将手中的呈文抽出来,仙术士随即又拿起了另外一份文书,摇了摇头:“尚方法镜监还算是沾了点边,这个神照洞察院是个什么东西?慕容鹅手底下那些黑皮狗子的都察院吗?这是个技术通讯部门,又不是监察机构,什么洞察院,简直胡闹!”
在嘲讽与批判兼而有之的声音里,好几个被点到名的道官都耷拉着脑袋,哑巴吃黄连一般地吸着气,听着顶头上司兼老师一个一个数落过去:
“尚方法镜监用典错误、神照洞察院离题万里也就算了,还有这个什么磨镜局……哼,磨镜……”磨了一下后槽牙,仙术士掌心火光一闪,干脆把整叠呈文都燎成了一道灰烟:“一松就乱,一抓就死,我道海宗源号称和慕容鹉那帮子人南北共治,可论行政素质,也不过是比清廷、沙俄略高一筹也有限的水准。算了,新部门就叫阳燧方诸馆,安排碧虚郎谢明弦判阳燧令、琼台郎木岚知方诸丞,先到易州那边去。一方面,与洞明飞捷司的人马搭上线,一方面,将法镜联络的战地试运行工作的架子搭起来!”

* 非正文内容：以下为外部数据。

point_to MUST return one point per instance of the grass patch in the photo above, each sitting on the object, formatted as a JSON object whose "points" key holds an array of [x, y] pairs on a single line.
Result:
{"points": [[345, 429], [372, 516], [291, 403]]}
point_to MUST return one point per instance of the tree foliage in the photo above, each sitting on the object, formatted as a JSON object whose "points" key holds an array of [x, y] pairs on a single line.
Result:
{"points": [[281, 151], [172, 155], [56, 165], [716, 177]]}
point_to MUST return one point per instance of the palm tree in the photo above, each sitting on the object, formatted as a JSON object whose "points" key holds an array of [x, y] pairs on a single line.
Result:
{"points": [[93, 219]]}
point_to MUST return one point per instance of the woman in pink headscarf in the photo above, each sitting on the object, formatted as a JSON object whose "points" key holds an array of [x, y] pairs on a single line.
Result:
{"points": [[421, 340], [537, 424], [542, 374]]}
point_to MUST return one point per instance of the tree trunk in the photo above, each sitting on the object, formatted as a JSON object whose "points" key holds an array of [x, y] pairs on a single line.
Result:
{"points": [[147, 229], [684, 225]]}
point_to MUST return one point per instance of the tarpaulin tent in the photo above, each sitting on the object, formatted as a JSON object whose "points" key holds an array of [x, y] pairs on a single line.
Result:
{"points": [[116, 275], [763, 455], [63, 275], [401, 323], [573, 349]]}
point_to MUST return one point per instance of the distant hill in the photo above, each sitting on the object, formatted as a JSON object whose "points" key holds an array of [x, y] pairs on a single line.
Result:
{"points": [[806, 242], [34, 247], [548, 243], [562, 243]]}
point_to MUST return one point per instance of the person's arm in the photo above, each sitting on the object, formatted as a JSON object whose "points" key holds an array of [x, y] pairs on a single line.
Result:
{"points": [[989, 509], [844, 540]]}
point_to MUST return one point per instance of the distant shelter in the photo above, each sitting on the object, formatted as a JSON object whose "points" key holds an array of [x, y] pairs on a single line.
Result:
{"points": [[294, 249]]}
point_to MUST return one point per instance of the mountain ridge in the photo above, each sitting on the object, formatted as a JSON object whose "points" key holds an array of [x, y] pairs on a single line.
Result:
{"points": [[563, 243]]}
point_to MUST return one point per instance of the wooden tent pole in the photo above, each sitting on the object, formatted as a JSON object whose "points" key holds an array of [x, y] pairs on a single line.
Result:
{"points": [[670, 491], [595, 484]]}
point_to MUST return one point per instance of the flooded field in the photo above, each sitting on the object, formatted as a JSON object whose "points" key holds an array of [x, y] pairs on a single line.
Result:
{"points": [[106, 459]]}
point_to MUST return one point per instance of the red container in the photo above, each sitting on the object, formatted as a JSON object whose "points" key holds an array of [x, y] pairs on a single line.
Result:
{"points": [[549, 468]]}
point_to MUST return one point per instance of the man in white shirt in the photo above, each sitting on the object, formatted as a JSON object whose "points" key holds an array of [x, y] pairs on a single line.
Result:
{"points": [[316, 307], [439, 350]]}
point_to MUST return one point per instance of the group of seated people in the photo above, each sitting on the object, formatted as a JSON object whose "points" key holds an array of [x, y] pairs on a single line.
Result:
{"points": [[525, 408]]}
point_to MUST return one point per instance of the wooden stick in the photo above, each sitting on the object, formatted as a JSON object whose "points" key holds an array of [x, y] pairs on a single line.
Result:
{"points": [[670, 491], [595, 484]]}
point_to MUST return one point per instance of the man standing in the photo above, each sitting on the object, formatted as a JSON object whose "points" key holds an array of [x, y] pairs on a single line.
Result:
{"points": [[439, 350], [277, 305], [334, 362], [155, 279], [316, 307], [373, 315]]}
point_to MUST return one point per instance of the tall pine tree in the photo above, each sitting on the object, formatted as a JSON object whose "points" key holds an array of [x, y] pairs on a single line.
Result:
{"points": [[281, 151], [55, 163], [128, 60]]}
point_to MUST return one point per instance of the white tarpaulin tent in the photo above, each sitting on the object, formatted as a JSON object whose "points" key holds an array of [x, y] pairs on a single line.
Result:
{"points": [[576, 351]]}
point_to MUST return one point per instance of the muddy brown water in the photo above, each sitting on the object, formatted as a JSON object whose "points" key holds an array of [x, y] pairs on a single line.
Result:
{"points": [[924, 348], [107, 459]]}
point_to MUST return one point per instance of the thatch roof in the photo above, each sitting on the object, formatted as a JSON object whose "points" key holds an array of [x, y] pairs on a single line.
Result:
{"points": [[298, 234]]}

回忆的时光不过短短数息,来自前线的观测报告就已经放到了谢明弦堆满各色铜镜、镜架、镜台的书案上。
将这份关于辽军军气的报告翻阅了一遍,谢明弦随即将报告转交给了木岚:“前线传来的情报,我们带来易州的法镜,能够将情报第一时间传到涿州去吗?”
木岚对谢明弦的问题沉默不答,接过那份报告翻了翻,才点了点头:“字数多了点,传讯效果不会好。如果一定要进行传讯,给我半个时辰,让我拣选出一面最适合与涿州方面共鸣的法镜来。”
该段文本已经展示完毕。